Também na avaliação do médico, um ponto positivo já conquistado foi o treinamento dos profissionais de saúde que atuam nos centros parceiros do hospital. No início do projeto foi necessário preparar esses colaboradores, que hoje estão capacitados para trabalhar com genômica. 

“Nós víamos as dificuldades que eles tinham para entender um laudo, entender as limitações. Esse não é o futuro, esse é o presente da medicina.  É preciso saber lidar com laudos genômicos assim como laudos de tomografias. Fizemos capacitação, treinamento e tudo foi aprendizado”, conta.  

DNA do Brasil  

Também integrado ao programa do Ministério da Saúde está o projeto DNA do Brasil, do Instituto de Biociências da Universidade de São Paulo (USP). Com seis mil genomas sequenciados e a meta de dobrar esse número até o final de 2024, o trabalho se dedica ao mapeamento da carga genética da população brasileira, a entender como ela está distribuída por regiões, como está relacionada com os grupos étnicos que formaram o país e como isso pode ser usado a favor da medicina de precisão. 

“A nossa população é historicamente muito mais miscigenada, então buscamos um olhar de como diferentes povos africanos contribuíram para a formação da população brasileira, assim como povos indígenas e europeus. Cada uma dessas ancestralidades potencialmente traz variantes novas, então olhamos para as variantes em geral e conseguimos ver quais variantes estão relacionadas a quais ancestralidades. Fazemos um screening geral, depois começamos a analisar especificamente o que essas variantes estão dizendo, se estão relacionadas com doenças ou com metabolismo de drogas”, explica a pesquisadora Tábita Hünemeier, coordenadora do DNA Brasil.  

A pesquisa tem uma abordagem diferente, mais abrangente, já que não está focada em doenças raras. Apesar disso, entre os futuros achados certamente estarão informações relevantes para as patologias genéticas, como boa parte das que são consideradas raras, até porque bancos de dados genéticos costumam armazenar informações sobre o registro de milhares de variantes do DNA humano, seja ele de um paciente saudável ou com alguma doença ou manifestação clínica. 
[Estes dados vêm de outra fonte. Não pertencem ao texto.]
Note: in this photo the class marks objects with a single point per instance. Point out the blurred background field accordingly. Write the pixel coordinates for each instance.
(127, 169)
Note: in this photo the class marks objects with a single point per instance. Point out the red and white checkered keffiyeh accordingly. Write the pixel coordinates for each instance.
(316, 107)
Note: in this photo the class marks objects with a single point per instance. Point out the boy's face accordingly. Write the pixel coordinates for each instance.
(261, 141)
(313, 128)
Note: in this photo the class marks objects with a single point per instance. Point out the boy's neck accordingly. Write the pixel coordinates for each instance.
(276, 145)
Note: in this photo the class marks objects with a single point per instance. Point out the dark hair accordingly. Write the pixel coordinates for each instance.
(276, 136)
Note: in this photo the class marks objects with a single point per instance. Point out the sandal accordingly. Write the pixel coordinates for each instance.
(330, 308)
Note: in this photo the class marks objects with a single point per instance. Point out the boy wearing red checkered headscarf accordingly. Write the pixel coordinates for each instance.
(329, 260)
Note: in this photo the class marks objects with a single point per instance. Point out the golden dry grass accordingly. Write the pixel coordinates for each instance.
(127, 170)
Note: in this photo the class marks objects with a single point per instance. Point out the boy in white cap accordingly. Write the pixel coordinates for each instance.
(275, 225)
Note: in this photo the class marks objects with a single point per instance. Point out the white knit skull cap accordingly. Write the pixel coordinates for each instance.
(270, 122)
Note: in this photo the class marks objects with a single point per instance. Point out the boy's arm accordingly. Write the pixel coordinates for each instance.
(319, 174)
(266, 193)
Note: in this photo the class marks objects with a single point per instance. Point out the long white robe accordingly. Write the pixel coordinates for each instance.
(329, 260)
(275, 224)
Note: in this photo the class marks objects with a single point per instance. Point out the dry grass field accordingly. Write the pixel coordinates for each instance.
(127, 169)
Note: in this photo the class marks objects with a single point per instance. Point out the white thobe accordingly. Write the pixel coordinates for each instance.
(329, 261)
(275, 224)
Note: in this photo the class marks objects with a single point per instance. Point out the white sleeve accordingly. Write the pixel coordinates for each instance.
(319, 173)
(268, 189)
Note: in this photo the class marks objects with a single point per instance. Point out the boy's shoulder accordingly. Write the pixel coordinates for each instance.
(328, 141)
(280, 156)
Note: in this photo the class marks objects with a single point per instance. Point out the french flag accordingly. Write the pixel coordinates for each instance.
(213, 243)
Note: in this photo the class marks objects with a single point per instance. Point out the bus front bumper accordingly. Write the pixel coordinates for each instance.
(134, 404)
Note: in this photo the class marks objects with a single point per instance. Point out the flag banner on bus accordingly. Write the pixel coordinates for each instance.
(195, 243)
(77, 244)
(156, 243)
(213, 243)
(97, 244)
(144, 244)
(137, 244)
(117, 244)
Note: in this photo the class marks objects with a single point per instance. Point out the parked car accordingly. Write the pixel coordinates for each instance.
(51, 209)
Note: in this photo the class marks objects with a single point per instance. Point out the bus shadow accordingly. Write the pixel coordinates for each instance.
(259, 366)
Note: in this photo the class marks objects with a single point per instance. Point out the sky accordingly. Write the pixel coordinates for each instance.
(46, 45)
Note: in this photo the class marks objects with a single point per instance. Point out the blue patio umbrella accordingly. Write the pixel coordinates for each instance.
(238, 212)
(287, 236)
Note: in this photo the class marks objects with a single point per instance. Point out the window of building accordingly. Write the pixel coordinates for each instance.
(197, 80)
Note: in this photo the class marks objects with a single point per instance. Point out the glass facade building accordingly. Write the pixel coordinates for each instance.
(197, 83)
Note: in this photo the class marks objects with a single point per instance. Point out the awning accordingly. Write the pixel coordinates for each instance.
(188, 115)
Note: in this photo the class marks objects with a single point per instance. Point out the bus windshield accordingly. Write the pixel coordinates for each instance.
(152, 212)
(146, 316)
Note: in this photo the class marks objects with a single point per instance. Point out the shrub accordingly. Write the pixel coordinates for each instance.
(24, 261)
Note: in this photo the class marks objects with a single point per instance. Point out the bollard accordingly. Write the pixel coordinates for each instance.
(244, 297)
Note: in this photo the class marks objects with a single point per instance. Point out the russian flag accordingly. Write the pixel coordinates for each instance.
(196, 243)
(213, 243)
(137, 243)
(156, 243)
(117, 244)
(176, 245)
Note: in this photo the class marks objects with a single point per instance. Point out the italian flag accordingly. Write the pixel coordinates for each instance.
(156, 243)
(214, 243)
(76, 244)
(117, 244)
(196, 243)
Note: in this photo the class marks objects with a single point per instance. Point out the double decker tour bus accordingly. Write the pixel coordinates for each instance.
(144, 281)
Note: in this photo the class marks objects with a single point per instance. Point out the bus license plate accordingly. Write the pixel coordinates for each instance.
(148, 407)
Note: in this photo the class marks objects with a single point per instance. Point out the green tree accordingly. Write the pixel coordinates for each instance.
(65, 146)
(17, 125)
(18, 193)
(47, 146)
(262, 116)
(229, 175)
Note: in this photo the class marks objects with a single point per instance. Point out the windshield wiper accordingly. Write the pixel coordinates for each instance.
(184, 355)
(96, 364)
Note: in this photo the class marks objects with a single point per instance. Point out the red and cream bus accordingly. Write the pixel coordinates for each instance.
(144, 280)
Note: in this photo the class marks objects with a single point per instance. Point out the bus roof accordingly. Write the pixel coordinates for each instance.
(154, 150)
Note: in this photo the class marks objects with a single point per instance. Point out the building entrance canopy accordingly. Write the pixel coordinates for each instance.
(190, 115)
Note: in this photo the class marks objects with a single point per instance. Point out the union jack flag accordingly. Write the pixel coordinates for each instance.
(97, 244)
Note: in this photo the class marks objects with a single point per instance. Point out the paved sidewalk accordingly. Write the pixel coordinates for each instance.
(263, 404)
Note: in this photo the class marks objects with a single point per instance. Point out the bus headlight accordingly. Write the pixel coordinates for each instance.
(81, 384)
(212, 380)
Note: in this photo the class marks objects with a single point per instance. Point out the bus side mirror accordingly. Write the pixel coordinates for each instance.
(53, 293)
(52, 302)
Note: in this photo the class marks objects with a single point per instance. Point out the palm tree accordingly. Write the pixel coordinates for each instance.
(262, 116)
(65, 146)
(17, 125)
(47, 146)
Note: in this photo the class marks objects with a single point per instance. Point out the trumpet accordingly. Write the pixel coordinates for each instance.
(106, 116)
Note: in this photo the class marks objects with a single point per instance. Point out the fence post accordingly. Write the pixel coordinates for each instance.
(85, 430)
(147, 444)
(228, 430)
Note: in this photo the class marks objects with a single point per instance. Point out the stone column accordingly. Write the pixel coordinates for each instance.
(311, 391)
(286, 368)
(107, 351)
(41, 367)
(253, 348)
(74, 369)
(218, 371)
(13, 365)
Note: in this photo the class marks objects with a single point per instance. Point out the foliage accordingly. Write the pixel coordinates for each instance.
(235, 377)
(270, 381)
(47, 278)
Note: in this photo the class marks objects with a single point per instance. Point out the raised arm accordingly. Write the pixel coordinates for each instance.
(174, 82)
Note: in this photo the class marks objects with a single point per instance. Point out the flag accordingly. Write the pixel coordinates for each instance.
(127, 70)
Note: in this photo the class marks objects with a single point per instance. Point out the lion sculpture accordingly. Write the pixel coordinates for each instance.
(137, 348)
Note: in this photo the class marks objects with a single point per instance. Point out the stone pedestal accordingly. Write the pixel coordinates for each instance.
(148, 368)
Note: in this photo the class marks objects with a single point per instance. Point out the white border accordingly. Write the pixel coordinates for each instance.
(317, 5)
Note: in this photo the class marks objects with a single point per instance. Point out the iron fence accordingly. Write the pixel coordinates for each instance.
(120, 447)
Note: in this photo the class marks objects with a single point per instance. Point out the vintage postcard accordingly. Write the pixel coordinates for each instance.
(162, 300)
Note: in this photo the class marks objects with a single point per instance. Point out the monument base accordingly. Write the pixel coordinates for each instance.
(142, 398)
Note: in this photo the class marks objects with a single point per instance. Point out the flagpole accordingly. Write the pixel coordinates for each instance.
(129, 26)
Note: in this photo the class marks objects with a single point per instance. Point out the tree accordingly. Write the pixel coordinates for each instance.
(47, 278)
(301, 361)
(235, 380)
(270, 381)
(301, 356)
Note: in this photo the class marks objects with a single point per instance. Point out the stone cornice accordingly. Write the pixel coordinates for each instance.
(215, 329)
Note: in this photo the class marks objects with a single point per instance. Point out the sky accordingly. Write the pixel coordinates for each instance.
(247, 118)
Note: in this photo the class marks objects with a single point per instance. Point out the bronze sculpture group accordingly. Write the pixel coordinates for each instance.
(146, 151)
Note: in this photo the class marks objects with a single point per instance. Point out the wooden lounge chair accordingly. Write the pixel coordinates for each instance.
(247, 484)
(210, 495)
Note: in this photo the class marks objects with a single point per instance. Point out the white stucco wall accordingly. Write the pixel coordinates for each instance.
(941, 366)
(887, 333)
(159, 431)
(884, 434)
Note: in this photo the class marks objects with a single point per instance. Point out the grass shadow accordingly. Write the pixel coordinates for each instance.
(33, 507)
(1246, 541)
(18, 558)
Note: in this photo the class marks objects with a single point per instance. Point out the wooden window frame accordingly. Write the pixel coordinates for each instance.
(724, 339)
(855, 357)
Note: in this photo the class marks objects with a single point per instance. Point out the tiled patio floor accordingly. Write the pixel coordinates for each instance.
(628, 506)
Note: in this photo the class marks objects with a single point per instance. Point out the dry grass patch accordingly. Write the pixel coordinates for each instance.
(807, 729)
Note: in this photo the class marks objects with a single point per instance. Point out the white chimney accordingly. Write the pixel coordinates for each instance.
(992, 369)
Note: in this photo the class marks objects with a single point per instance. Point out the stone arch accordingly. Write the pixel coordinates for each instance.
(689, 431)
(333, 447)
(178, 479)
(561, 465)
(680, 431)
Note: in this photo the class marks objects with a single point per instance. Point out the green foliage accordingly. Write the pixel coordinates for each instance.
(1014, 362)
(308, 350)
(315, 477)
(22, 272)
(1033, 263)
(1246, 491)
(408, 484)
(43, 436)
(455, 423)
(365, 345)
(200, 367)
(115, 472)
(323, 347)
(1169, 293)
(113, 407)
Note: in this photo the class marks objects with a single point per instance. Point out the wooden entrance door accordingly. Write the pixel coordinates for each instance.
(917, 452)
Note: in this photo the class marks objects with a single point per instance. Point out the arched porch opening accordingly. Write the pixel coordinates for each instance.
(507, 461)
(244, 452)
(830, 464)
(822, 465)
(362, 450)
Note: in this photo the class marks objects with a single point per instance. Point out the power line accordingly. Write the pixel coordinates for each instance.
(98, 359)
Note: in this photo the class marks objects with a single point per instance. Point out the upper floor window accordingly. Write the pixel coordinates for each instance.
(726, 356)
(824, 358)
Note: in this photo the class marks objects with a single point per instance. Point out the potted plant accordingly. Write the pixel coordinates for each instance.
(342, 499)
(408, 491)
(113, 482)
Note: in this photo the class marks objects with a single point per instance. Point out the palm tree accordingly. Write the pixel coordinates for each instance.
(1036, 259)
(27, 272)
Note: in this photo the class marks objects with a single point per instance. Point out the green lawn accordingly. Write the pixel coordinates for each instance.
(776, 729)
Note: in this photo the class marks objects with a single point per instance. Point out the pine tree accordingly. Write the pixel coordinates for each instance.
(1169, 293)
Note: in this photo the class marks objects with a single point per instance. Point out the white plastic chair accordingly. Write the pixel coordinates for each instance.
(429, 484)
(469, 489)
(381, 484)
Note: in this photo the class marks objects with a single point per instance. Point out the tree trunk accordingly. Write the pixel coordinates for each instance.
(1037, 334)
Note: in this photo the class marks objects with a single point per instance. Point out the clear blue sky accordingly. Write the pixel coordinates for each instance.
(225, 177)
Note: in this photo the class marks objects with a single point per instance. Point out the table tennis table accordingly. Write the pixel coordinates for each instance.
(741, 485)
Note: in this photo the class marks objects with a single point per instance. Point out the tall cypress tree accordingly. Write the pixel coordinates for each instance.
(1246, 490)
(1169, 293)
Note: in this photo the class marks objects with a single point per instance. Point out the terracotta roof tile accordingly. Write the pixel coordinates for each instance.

Até o momento, o DNA do Brasil já constatou cerca de 11 milhões de novas variantes, número que, segundo a professor, já é considerado grande, dada a comparação com outros bancos como o GnomAD (Genome Aggregation Database) — um dos principais do mundo, que reúne dados genéticos de indivíduos de diversas ancestralidades, porém com maior proporção de europeus. Os primeiros resultados do DNA do Brasil estão descritos em um artigo científico que está em fase de revisão e que deve ser publicado ainda em 2024.  

O banco de dados deve estar disponível para pesquisadores em breve. “Estamos com o navegador praticamente pronto para ser lançado, e esses dados vão estar acessíveis. Isso já aumenta o número de pessoas que podem usar os dados e vai incentivar a pesquisa, porque também é objetivo do projeto fomentar grupos científicos”, relata Tábita.